Is there any way to calculate the central q-Binomial coefficient efficiently.
For example, $$\binom{2n}{n}_1=\frac{(2n)!}{(n!)^2}$$ First few values of $\binom{2n}{n}_2$ are $1,3,35,1395,200787,109221651$
First few values of $\binom{2n}{n}_3$ are $1,4,130,33880,75913222,1506472167928,267598665689058580$
These can be calculated using the function $QBinomial[2n,n,q]$. But this function works for $n\le10^4$. Is there any property of central q-Binomial coefficient that allows fast calculation for larger $n$?

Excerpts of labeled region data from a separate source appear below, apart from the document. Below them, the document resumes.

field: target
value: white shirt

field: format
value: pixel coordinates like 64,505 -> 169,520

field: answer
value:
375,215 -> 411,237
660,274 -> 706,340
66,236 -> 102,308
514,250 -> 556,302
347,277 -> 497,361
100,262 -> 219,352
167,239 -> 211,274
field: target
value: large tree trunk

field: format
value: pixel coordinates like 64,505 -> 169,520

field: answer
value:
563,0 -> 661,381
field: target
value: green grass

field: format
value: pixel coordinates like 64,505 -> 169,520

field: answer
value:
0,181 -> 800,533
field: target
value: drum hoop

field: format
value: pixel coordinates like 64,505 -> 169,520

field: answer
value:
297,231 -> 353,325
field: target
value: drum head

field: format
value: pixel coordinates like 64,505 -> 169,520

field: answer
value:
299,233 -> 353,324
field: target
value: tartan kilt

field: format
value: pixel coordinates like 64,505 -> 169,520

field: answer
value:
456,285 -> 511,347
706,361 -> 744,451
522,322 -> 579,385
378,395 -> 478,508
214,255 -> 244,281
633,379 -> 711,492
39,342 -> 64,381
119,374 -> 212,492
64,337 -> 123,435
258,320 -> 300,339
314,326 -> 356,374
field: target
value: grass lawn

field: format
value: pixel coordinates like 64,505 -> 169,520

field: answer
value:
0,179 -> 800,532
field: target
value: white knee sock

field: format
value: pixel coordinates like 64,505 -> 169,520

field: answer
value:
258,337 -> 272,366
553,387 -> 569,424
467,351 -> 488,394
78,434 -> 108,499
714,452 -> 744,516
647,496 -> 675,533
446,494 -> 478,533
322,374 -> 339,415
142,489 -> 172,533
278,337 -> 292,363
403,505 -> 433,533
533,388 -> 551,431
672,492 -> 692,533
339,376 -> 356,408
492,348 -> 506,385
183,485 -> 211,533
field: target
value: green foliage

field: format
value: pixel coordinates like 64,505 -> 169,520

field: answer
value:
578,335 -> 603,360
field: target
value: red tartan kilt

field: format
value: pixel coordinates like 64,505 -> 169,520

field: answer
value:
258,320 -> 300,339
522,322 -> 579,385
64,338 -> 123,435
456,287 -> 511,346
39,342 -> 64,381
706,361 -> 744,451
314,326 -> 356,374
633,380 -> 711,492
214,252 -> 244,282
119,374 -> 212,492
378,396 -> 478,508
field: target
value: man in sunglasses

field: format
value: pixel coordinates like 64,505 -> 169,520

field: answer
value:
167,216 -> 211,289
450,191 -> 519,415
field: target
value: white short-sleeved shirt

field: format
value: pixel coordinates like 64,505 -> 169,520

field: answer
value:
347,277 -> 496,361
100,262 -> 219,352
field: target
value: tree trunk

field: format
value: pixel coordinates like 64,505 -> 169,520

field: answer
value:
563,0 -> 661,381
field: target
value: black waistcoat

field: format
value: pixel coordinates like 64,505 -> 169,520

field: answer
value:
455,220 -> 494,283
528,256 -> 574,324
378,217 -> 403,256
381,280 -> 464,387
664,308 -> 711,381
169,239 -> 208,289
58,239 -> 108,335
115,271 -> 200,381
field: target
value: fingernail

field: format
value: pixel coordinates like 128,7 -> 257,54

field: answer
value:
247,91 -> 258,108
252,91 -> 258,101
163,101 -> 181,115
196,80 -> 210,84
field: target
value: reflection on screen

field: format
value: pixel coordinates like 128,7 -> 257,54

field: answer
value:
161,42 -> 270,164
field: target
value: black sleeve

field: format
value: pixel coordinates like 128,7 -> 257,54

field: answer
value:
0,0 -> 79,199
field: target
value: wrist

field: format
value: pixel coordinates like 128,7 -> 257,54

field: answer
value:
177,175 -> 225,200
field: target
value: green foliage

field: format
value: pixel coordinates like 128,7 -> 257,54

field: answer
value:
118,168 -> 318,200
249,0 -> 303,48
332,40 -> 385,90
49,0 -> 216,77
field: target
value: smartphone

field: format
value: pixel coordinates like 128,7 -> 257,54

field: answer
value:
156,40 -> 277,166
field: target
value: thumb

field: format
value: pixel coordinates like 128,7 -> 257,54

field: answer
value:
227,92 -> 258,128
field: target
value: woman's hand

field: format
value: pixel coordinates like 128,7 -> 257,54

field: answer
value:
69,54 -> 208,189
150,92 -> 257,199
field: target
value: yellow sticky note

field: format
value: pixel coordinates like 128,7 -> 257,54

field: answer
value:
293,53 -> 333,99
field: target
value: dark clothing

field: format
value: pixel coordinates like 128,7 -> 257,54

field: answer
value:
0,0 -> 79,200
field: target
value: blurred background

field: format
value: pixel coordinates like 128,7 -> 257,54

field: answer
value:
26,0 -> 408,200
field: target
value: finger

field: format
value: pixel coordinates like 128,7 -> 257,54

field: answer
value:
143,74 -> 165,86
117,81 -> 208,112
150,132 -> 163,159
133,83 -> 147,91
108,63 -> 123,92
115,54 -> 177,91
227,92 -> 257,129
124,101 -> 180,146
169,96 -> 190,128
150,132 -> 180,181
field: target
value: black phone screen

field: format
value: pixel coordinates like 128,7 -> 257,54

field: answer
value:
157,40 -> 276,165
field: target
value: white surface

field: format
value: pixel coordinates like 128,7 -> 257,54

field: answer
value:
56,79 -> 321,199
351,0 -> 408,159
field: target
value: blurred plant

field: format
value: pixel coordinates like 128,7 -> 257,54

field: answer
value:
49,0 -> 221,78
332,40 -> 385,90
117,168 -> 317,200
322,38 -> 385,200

It seems that an asymptotics could be $$\binom{2n}{n}_q \sim C_q\, q^{n^2}$$ Computing the coefficient for $n=1000$, the values are $$\left( \begin{array}{cc} q & C_q \\ 2 & 3.462746619 \\ 3 & 1.785312342 \\ 4 & 1.452353642 \\ 5 & 1.315213556 \\ 6 & 1.241175663 \\ 7 & 1.195035240 \\ 8 & 1.163594397 \\ 9 & 1.140822757 \\ 10 & 1.123582755 \\ 11 & 1.110084028 \\ 12 & 1.099231752 \\ 13 & 1.090319360 \\ 14 & 1.082870737 \\ 15 & 1.076553491 \\ 16 & 1.071128609 \\ 17 & 1.066419860 \\ 18 & 1.062294483 \\ 19 & 1.058650573 \\ 20 & 1.055408622 \end{array} \right)$$
Considering the last term in your lists, this would give $116190496$ and $267965804863721413$.